What to do before telephone overload hits your mutual fund
Among their other attributes, mutual funds - especially the no-load variety - are supposed to make it easy to switch from one investment to another. If the stock market is going down, you can, they say, make a phone call and switch to a bond fund or a money market fund. Or, if stock prices have finished their slide, you can switch out of a money fund and get into a stock fund at bargain prices. But what if you can't get through to the fund because every other investor is calling, too, and you get hours of busy signals? Or what if you bought a load fund from a broker, but his phone is also busy?
A lot of mutual fund investors got a quick lesson in those ``what if's'' on Oct. 19 when the funds were overloaded with calls.
Now, some of the funds that had telephone overload problems are taking steps to make sure - they hope - those problems don't happen again. But there are still some things investors can do to help themselves if there's ever another day like Oct. 19.
Since then, says Rab Bertelsen, vice-president at Fidelity Investments in Boston, the company has added new equipment and given several of its employees additional training so they can help answer phones when a flood of calls starts. These ``cross-trained'' employees can very quickly increase the number of people answering phones at Fidelity by 50 percent, Mr. Bertelsen says. After the crisis is over, they will return to their regular jobs.

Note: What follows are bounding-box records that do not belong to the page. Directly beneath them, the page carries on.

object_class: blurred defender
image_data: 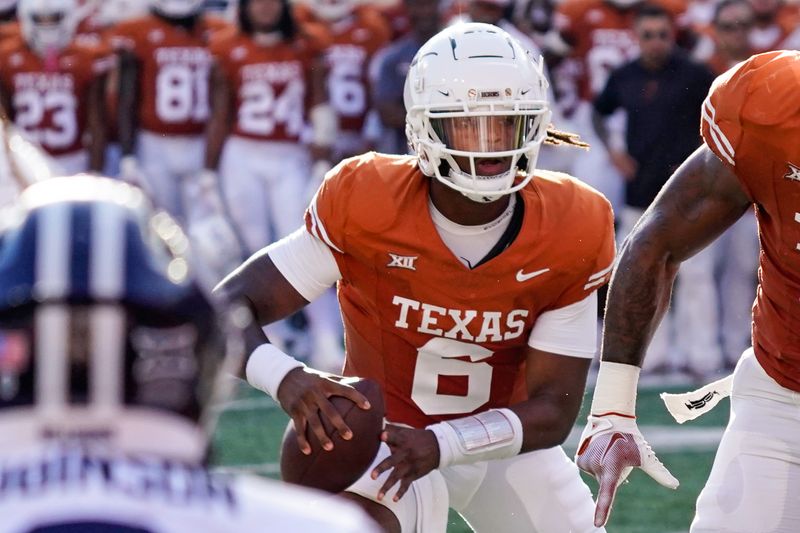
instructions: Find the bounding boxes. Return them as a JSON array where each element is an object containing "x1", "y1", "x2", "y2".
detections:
[{"x1": 0, "y1": 176, "x2": 374, "y2": 533}]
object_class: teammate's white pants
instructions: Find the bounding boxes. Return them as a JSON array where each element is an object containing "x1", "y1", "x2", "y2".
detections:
[
  {"x1": 136, "y1": 131, "x2": 206, "y2": 222},
  {"x1": 617, "y1": 206, "x2": 724, "y2": 375},
  {"x1": 561, "y1": 102, "x2": 625, "y2": 213},
  {"x1": 714, "y1": 210, "x2": 759, "y2": 363},
  {"x1": 53, "y1": 150, "x2": 89, "y2": 176},
  {"x1": 220, "y1": 136, "x2": 310, "y2": 253},
  {"x1": 348, "y1": 443, "x2": 605, "y2": 533},
  {"x1": 691, "y1": 348, "x2": 800, "y2": 533}
]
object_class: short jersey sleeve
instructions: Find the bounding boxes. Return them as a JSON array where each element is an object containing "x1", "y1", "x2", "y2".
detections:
[
  {"x1": 305, "y1": 159, "x2": 358, "y2": 253},
  {"x1": 701, "y1": 51, "x2": 800, "y2": 198}
]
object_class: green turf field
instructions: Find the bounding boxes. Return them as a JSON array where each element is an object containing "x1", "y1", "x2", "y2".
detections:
[{"x1": 213, "y1": 380, "x2": 729, "y2": 533}]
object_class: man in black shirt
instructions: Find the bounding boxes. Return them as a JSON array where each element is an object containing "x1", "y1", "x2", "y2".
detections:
[{"x1": 593, "y1": 5, "x2": 721, "y2": 379}]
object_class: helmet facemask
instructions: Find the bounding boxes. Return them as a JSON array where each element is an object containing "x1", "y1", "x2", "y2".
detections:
[{"x1": 404, "y1": 23, "x2": 551, "y2": 203}]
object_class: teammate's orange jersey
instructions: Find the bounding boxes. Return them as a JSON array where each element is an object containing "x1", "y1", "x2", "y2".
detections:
[
  {"x1": 210, "y1": 26, "x2": 329, "y2": 142},
  {"x1": 702, "y1": 51, "x2": 800, "y2": 391},
  {"x1": 0, "y1": 37, "x2": 114, "y2": 155},
  {"x1": 554, "y1": 0, "x2": 686, "y2": 105},
  {"x1": 110, "y1": 15, "x2": 229, "y2": 135},
  {"x1": 296, "y1": 6, "x2": 392, "y2": 133},
  {"x1": 306, "y1": 153, "x2": 614, "y2": 427}
]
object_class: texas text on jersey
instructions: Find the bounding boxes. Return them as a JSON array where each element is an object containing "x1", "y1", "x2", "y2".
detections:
[
  {"x1": 110, "y1": 15, "x2": 228, "y2": 135},
  {"x1": 0, "y1": 36, "x2": 114, "y2": 155},
  {"x1": 210, "y1": 24, "x2": 329, "y2": 142},
  {"x1": 306, "y1": 154, "x2": 614, "y2": 427}
]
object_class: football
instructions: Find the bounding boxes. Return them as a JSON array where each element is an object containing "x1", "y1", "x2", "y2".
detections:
[{"x1": 280, "y1": 379, "x2": 384, "y2": 493}]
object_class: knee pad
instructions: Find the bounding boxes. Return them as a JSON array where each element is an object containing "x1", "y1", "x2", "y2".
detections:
[{"x1": 347, "y1": 443, "x2": 449, "y2": 533}]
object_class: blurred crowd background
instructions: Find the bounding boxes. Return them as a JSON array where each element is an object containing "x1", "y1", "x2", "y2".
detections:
[{"x1": 0, "y1": 0, "x2": 800, "y2": 381}]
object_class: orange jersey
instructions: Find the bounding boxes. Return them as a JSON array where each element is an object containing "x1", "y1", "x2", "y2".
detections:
[
  {"x1": 110, "y1": 15, "x2": 228, "y2": 135},
  {"x1": 298, "y1": 6, "x2": 391, "y2": 133},
  {"x1": 305, "y1": 153, "x2": 614, "y2": 427},
  {"x1": 554, "y1": 0, "x2": 686, "y2": 105},
  {"x1": 211, "y1": 31, "x2": 327, "y2": 142},
  {"x1": 0, "y1": 38, "x2": 114, "y2": 155},
  {"x1": 702, "y1": 51, "x2": 800, "y2": 391},
  {"x1": 750, "y1": 4, "x2": 800, "y2": 53}
]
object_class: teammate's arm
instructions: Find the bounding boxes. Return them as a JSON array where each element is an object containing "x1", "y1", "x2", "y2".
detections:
[
  {"x1": 214, "y1": 243, "x2": 370, "y2": 453},
  {"x1": 118, "y1": 49, "x2": 139, "y2": 156},
  {"x1": 205, "y1": 62, "x2": 232, "y2": 170},
  {"x1": 576, "y1": 145, "x2": 751, "y2": 526},
  {"x1": 86, "y1": 73, "x2": 108, "y2": 172}
]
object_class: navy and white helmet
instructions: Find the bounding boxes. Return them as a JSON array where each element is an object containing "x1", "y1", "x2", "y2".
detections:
[
  {"x1": 0, "y1": 176, "x2": 250, "y2": 461},
  {"x1": 404, "y1": 23, "x2": 551, "y2": 202}
]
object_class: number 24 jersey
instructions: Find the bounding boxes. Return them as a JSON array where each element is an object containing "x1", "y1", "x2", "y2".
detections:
[{"x1": 306, "y1": 153, "x2": 614, "y2": 427}]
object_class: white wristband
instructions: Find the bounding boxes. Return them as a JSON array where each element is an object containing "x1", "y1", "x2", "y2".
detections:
[
  {"x1": 245, "y1": 344, "x2": 306, "y2": 401},
  {"x1": 426, "y1": 409, "x2": 522, "y2": 468},
  {"x1": 591, "y1": 361, "x2": 641, "y2": 416}
]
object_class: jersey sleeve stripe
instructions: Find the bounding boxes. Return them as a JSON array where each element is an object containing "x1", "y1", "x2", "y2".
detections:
[
  {"x1": 703, "y1": 98, "x2": 736, "y2": 166},
  {"x1": 310, "y1": 197, "x2": 344, "y2": 254},
  {"x1": 589, "y1": 261, "x2": 614, "y2": 281}
]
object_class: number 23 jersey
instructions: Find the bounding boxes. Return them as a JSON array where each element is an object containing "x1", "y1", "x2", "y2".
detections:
[{"x1": 306, "y1": 153, "x2": 614, "y2": 427}]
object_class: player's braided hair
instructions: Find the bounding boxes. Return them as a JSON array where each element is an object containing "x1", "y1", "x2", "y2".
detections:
[{"x1": 544, "y1": 124, "x2": 589, "y2": 149}]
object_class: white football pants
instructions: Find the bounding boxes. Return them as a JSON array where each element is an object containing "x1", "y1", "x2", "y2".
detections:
[{"x1": 691, "y1": 348, "x2": 800, "y2": 533}]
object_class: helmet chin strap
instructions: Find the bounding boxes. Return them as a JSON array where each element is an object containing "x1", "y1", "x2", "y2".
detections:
[{"x1": 448, "y1": 167, "x2": 516, "y2": 204}]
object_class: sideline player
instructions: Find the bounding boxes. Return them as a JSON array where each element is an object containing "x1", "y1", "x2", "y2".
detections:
[
  {"x1": 218, "y1": 23, "x2": 614, "y2": 533},
  {"x1": 0, "y1": 0, "x2": 114, "y2": 174},
  {"x1": 0, "y1": 177, "x2": 376, "y2": 533},
  {"x1": 577, "y1": 51, "x2": 800, "y2": 533},
  {"x1": 110, "y1": 0, "x2": 227, "y2": 221}
]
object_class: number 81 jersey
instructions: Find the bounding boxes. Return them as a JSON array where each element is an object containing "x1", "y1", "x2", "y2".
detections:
[
  {"x1": 211, "y1": 27, "x2": 329, "y2": 142},
  {"x1": 0, "y1": 36, "x2": 114, "y2": 156},
  {"x1": 111, "y1": 15, "x2": 230, "y2": 135},
  {"x1": 306, "y1": 154, "x2": 614, "y2": 427}
]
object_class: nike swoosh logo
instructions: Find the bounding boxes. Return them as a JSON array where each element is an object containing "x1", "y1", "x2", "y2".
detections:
[
  {"x1": 517, "y1": 268, "x2": 550, "y2": 282},
  {"x1": 600, "y1": 433, "x2": 628, "y2": 465}
]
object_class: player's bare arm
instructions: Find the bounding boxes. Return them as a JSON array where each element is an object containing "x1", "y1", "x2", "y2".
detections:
[
  {"x1": 86, "y1": 74, "x2": 108, "y2": 172},
  {"x1": 214, "y1": 250, "x2": 369, "y2": 454},
  {"x1": 205, "y1": 62, "x2": 233, "y2": 169},
  {"x1": 602, "y1": 145, "x2": 751, "y2": 366},
  {"x1": 118, "y1": 50, "x2": 139, "y2": 155},
  {"x1": 372, "y1": 348, "x2": 592, "y2": 501},
  {"x1": 576, "y1": 145, "x2": 751, "y2": 526}
]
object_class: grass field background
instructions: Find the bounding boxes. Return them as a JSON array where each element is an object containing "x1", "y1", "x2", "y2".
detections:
[{"x1": 213, "y1": 385, "x2": 729, "y2": 533}]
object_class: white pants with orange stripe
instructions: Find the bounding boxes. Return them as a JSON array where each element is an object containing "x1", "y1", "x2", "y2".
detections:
[
  {"x1": 347, "y1": 443, "x2": 605, "y2": 533},
  {"x1": 691, "y1": 348, "x2": 800, "y2": 533}
]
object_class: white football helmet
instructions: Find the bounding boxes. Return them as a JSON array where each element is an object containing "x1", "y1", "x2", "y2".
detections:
[
  {"x1": 150, "y1": 0, "x2": 203, "y2": 18},
  {"x1": 404, "y1": 23, "x2": 551, "y2": 202},
  {"x1": 308, "y1": 0, "x2": 358, "y2": 21},
  {"x1": 17, "y1": 0, "x2": 82, "y2": 54}
]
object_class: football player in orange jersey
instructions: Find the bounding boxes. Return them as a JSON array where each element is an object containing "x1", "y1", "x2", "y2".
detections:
[
  {"x1": 205, "y1": 0, "x2": 342, "y2": 370},
  {"x1": 0, "y1": 0, "x2": 114, "y2": 174},
  {"x1": 111, "y1": 0, "x2": 227, "y2": 220},
  {"x1": 577, "y1": 51, "x2": 800, "y2": 533},
  {"x1": 218, "y1": 23, "x2": 614, "y2": 533}
]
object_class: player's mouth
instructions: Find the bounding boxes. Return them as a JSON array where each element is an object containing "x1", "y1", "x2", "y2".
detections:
[{"x1": 475, "y1": 157, "x2": 511, "y2": 176}]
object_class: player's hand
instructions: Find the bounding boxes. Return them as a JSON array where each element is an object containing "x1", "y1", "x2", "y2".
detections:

A number of other funds, including Vanguard in Valley Forge, Pa. and T.Rowe Price in Baltimore have cross-trained employees to give them more strength in a pinch, says Laura Berger, executive director of the No-Load Mutual Fund Association.
``The smaller funds really didn't have a problem,'' Ms. Berger recalls. ``It was the larger funds, like Fidelity, Vanguard, and T.Rowe Price that had promoted switching that were hit.''
Even those funds that experienced overloads did the best they could and acted responsibly, says Gerald Perritt, editor of the Mutual Fund Letter, a newsletter in Chicago.
``I think the fund industry came out of this admirably, when you think about some of the things that could have happened,'' he says. ``They could have made people write a letter and send them their money in 30 days. They could have sent stock certificates instead of money. They can do that, according to their prospectuses, but they didn't.''
``I called up during the week and I was able to get through,'' says Eric Kobren, who edits ``Insight,'' a Needham, Mass. newsletter that only follows Fidelity's funds. ``You needed an automatic dialing machine, that's all. As long as you were willing to hold on, even though you got a tape recording at first, you were OK. But people would get frustrated after two or three minutes and then they'd hang up, and then they're right back at the bottom of the queue again.''
While most people probably don't have an automatic dialing machine, some of the newer telephones do have automatic redial buttons. Then, at least you don't have to keep punching the same numbers over and over.
There are other steps you can take now, Berger says. One is to write a letter ahead of time instructing the fund or its transfer agent to sell all or a certain number of fund shares. The letter should be signed by you, and an officer of a bank or a brokerage must add his or her ``signature guarantee'' to it.
Keep the letter in a safe, but handy place so if there's another market dive, you can immediately send it to the fund via overnight mail or express service. Have it registered so somebody at the fund or the transfer agent has to sign for it when it arrives. Your instructions should be carried out at that day's price.
If you still want to make switches by phone and if the fund has a 24-hour service, call early in the morning, like 5 a.m.
Find out ahead of time if the company with a toll-free number has another number - even if it's not toll-free - that might get you through faster. Or, there might be numbers meant primarily for customers in other states that you can use. Try them before you need them.